I believe it is true that we each really do want to be helpful and to help others in need. Some of us naturally fall into that role while others find themselves pushed into it. Either way being a helper can become a bit of a trap.
It is a trap in two ways; we can over care for others and in a real way disable them; and secondly we can care for ways that create a codependent need in ourselves to be seen as a care provider.
The sneaky trap is the over care ambush.
We are doing our level best to serve the one needing care and we give too much care thinking all along we are really helping. We see our family member or client as unable. We over do the care and provide care that limits the person’s ability to do some things for themselves. Let me give you and example.
Early in my work with people I have an elderly clients who needed some support physically.

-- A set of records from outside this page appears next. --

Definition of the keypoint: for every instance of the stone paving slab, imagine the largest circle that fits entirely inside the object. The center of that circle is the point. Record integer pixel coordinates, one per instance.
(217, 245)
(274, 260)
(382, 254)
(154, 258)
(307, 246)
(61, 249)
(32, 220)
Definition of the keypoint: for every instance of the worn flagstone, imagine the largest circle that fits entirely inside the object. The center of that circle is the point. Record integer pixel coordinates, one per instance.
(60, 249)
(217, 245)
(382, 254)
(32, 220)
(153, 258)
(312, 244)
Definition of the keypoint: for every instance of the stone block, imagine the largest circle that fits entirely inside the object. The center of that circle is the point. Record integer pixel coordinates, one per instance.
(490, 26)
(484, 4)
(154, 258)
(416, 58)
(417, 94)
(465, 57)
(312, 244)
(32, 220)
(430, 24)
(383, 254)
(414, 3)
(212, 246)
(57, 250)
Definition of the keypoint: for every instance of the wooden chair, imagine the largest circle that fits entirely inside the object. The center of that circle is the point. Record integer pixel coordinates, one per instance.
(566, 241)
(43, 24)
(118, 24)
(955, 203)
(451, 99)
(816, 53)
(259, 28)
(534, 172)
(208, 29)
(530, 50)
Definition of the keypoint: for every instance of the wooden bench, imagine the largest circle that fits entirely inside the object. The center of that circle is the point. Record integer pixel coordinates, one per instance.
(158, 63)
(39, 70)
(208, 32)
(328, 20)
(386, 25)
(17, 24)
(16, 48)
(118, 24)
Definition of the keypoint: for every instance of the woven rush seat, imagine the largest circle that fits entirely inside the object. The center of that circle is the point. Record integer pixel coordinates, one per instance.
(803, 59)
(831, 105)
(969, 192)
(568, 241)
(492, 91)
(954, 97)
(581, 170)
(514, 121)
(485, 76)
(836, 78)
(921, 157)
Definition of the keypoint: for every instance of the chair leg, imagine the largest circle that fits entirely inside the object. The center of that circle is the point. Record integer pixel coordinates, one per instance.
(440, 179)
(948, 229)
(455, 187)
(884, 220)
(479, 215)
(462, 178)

He needed a lift out of the bed or chair before he could walk under his own steam to the washroom. Well, he began to ‘lean on me’ literally. Being a novice helper I felt as if I were ‘really’ helping. One day his wife and I were chatting and we notice his ability to walk under his own stream had significantly reduced. It was then I recognized my over helping was actually a hindrance and more was contributing to his disability!
I began to pull back a little and gave him space and encouragement to move on his own. It took several weeks before he had recovered his body strength and stamina but he did. He learnt that he could still get around his home and I learned how to provide just enough help and support.
I realized it was my ‘job’ as a care provider to give only as much care as the person needed; not too little in a way that could cause injury; nor to much in a way that could cause co-dependence.
As care providers we need to be able to recognize this delicate balance between under caring or over caring always looking for that optimal sweet spot that honours the dignity and ability of one receiving care free of codependent tangles.